Dark Clouds
Cloud computing: Threat or Menace?
I did some sustainability consulting recently for a major computer company. We focused for the day on building a better understanding of their energy and material footprint and strategies; during the latter part of the afternoon, we zeroed in on testing the sustainability of their current business strategies. It turned out that, like many big computer industry players, this company is making its play in the "cloud computing" field.
("Cloud computing," for those of you not up on industry jargon, refers to a "a style of computing in which resources are provided “as a service” over the Internet to users who need not have knowledge of, expertise in, or control over the technology infrastructure." The canonical example would be Google Docs, fully-functional office apps delivered entirely via one's web browser.)

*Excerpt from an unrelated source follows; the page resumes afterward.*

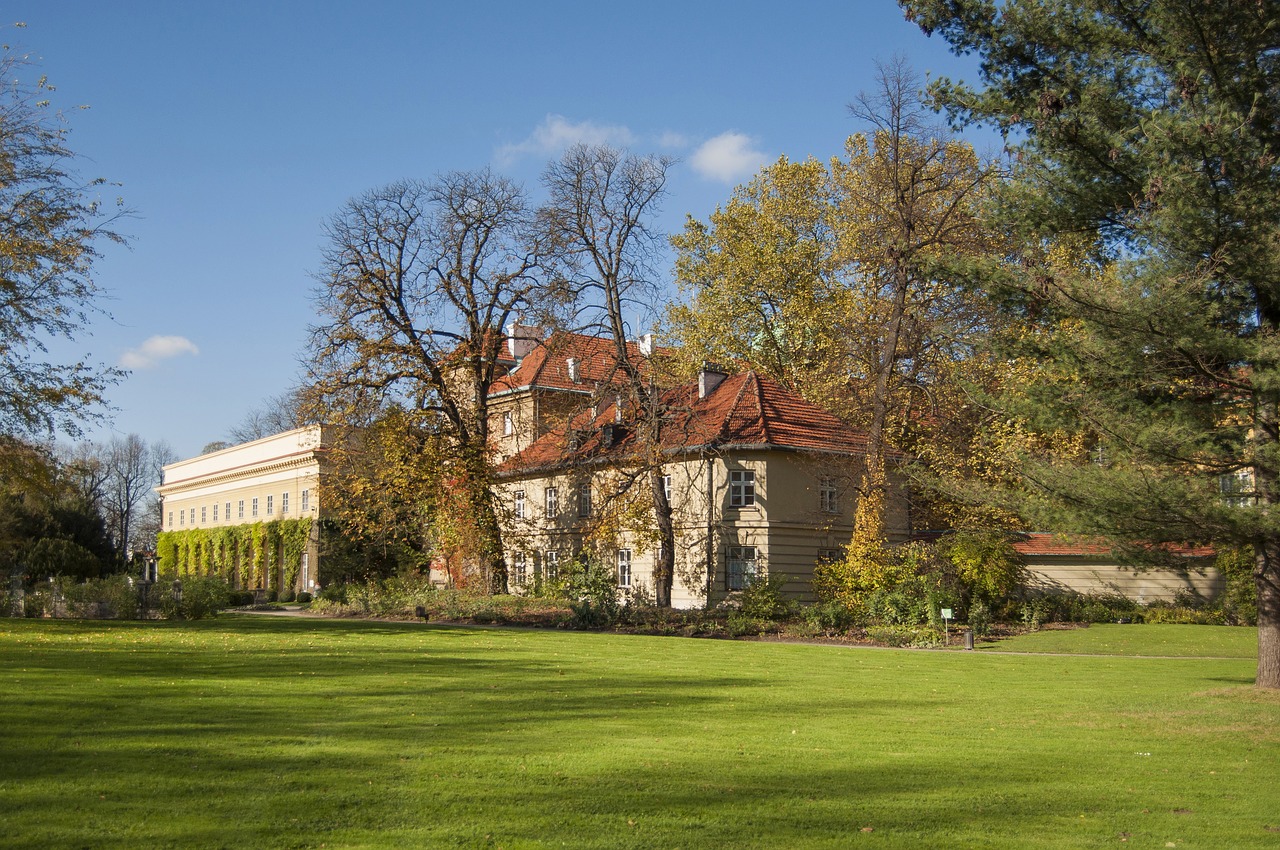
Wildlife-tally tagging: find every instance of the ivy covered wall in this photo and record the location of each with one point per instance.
(259, 556)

Lots of big companies are hot for cloud computing right now, in order to sell more servers, capture more customers, or outsource more support. But there's a problem. As the company I was working with started to detail their (public) cloud computing ideas, I was struck by the degree to which cloud computing represents a technical strategy that's the very opposite of resilient, dangerously so. I'll explain why in the extended entry.
But before I do so, I should say this: A resilient cloud is certainly possible, but would mean setting aside some of the cherished elements of the cloud vision. Distributed, individual systems would remain the primary tool of interaction with one's information. Data would live both locally and on the cloud, with updates happening in real-time if possible, delayed if necessary, but always invisibly. All cloud content should be in open formats, so that alternative tools can be used as desired or needed. Ideally, a personal system should be able to replicate data to multiple distinct clouds, to avoid monoculture and single-point-of-failure problems. This version of the cloud is less a primary source for computing services, and more a fail-safe repository. If my personal system fails, all of my data remains available and accessible via the cloud; if the cloud fails, all of my data remains available and accessible via my personal system.
This version of cloud computing is certainly possible, but is not where the industry is heading. And that's a problem.
For big computer companies, the cloud computing model breathes new life into the centralized server markets that were once their bread-and-butter, as they offer high profits on sales and service contracts. Cloud computing doesn't just use a server to store and transfer files, it uses the servers to do the hard computing work, too, in principle making your personal machine little more than a fancy dumb terminal. Companies that already have significant server and bandwidth space, such as Amazon and Google, love the idea because it offers them more ways to lock users in to proprietary formats and utilities. For many of the corporate users looking at cloud services, that's a worthwhile trade-off to avoid having to deal with continuously expanding IT expenditures. Let the cloud companies worry about the software and hardware upgrades; all we need to handle are the dumb terminals.
Cost-effective, perhaps. But by no means resilient.
Recall that the core premise of a resilience strategy is that failure happens, and that the precise mode of failure can't necessarily be predicted. Resilience demands that we prepare for unexpected problems so as to minimize actual disruption -- minimize in terms of time, but particularly in terms of how widespread the disruption may be.
Resilience design principles include: Diversity (or avoidance of monocultures); Redundancy; Decentralization; Transparency; Collaboration; Graceful Failure; Minimal Footprint; Flexibility; Openness; Reversibility; and Foresight. As per Jim Moore's comments on this post, we should add "Spare Capacity" to the list.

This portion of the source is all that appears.